Nesse sentido, ele também destacou a luta pelo acesso ao tratamento como um direito de todos. “A saúde deveria ser entendida como um direito fundamental humano e, portanto, tudo o que restringe o acesso ao tratamento também precisa ser enfrentado”, disse ao lembrar que a quebra de patente do antirretroviral efavirenz realizada pelo Brasil

“Aos poucos, no final dos anos 90, redes transnacionais de solidariedade começaram a ganhar a batalha moral. Ainda temos muito o que fazer, mas precisamos entender que essa não é uma vitória técnica apenas, mas contra o estigma e discriminação.”

No entanto, Richard comentou que o movimento acreditava que conseguiria dominar o estigma com o tratamento, o que não aconteceu. “Não avançamos o tanto que gostaríamos. Ainda acho que esse é um campo onde caminhamos bem, mas achávamos que o sucesso nesse caso seria maior.”

Marcadores Sociais

“O espectro político ficou muito esperto na hora de usar os mecanismo digitais e simbólicos de forma eficaz. A extrema direita utiliza a internet e redes sociais com uma sofisticaçào extremamente eficaz. É um momento muito difícil. Quando surgiu a resposta ativista ao HIV/aids, os ativistas utilizavam esses recursos de forma inovadora, como os simbolos da Act Up, por exemplo, que era um triângulo rosa dizendo que silêncio é igual a morte. Hoje as áreas conservadoras utilizam esses recursos com maestria também”, afirmou Richard.

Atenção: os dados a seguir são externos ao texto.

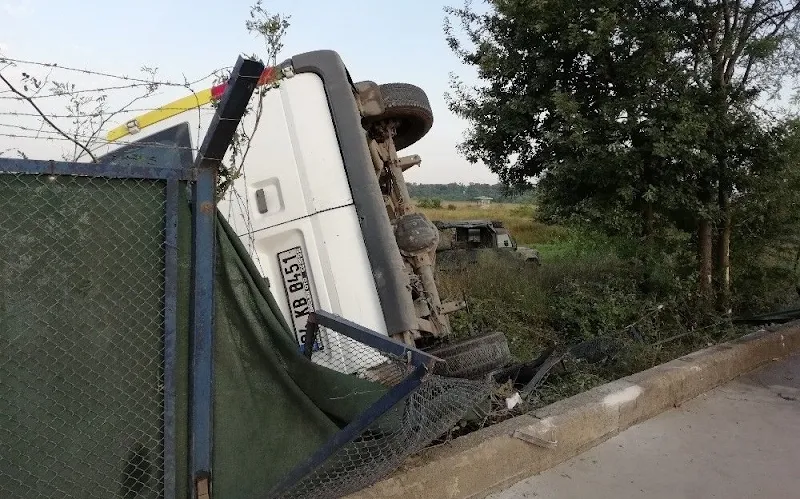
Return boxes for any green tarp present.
[0,175,385,499]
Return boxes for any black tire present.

“Hoje existem militantes promovendo estigma e discriminação, fazendo atos simbólicos para avançar com suas ideologias em um movimento que é bastante violento. A solidariedade saiu de moda da mesma forma que a democracia. Começamos nossa luta quando a redemocratização era a ordem do dia, mas agora vemos a ruptura da democracia. Estamos em um momento onde essa luta ainda está em curso.”

“Nada está resolvido, todo o progresso ainda pode ser revertido. Então a luta continua. No campo da aids, nós temos a tendência de pensar que estamos lidando com questões técnicas, mas estamos lidando com questões políticas e não há hegemonia total nunca”, defende.

“Então, nas guerras ideológicas que estão em curso, acho que este momento que estamos vivendo hoje é o mais difícil para enfrentar estigma e discrimação. Mas temos que continuar.”